With a steady stream of phone calls, LOCKE starts juggling all the balls amidst the darkness of night with the only light being the brightly lit blue-tooth dashboard display within the car, at times his best friend, and others, his worst nightmare. Problems mount with the job and his assistant Donal. Histrionic panic sets in with mother-to-be Bethan. Anger rages with his wife Katrina. Sadness fills his sons. And we are there in the car with LOCKE with only the faceless voices as company, telling the story of a man’s life.

As Ivan Locke, Tom Hardy is in control, commanding, a man reigning over a crumbling dominion but determined to steer the ship to where he wants it. The calm of Hardy is imposing, at times almost threatening. You are waiting for him to snap, to bend to break. Yet the only time he does is with himself. He never lets any chink in his armor be heard in his voice when speaking with others. Hardy imbues LOCKE with a powerful dignity from under which unexpected understanding of those around them as well as the character himself, emerge. The multitude of people and problems keep the story moving just as with any of our lives move throughout the course of a day or night - the wife, the whiney one night stand giving birth, his two sons, poor drunken Donal, nasty unsympathetic Gareth.

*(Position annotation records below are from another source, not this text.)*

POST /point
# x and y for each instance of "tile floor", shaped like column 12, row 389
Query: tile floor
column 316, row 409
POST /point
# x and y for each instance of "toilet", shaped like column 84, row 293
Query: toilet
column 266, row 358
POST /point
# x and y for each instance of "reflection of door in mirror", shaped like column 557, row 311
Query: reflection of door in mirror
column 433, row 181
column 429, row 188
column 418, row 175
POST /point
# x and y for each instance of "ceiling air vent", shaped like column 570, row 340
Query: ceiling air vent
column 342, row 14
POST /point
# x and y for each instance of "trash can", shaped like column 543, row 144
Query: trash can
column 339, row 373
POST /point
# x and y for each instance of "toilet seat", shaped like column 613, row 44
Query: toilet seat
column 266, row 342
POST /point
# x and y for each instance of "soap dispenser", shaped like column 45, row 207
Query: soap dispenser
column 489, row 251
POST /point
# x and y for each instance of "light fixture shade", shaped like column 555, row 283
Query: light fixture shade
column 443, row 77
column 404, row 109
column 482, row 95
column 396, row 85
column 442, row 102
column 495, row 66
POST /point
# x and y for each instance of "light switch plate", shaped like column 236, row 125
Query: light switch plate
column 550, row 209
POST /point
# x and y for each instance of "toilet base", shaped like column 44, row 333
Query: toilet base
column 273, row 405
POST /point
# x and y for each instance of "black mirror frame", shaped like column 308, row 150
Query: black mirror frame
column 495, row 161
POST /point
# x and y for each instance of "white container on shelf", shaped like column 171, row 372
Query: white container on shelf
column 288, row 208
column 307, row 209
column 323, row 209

And through it all, Locke maintains and provides steady calm assurances to everyone. Hardy’s self-confidence is convincing and calming yet it makes one wonder - is LOCKE trying to convince his callers or himself. It's a rapier tightrope that Hardy walks, giving us more food for thought. Telling of the man, however, is his commitment to make things right with everything and everyone, commitment to wanting the building to have a solid secure foundation even though he's been fired from the job. That building is a metaphor for Locke himself. He is the solid secure foundation for all those around him. Hardy's vocal intonations and modulation are key to the balance in creating LOCKE the man, infusing tonal differentials and variables depending on who's on the other end of the phone. It resonates deeply.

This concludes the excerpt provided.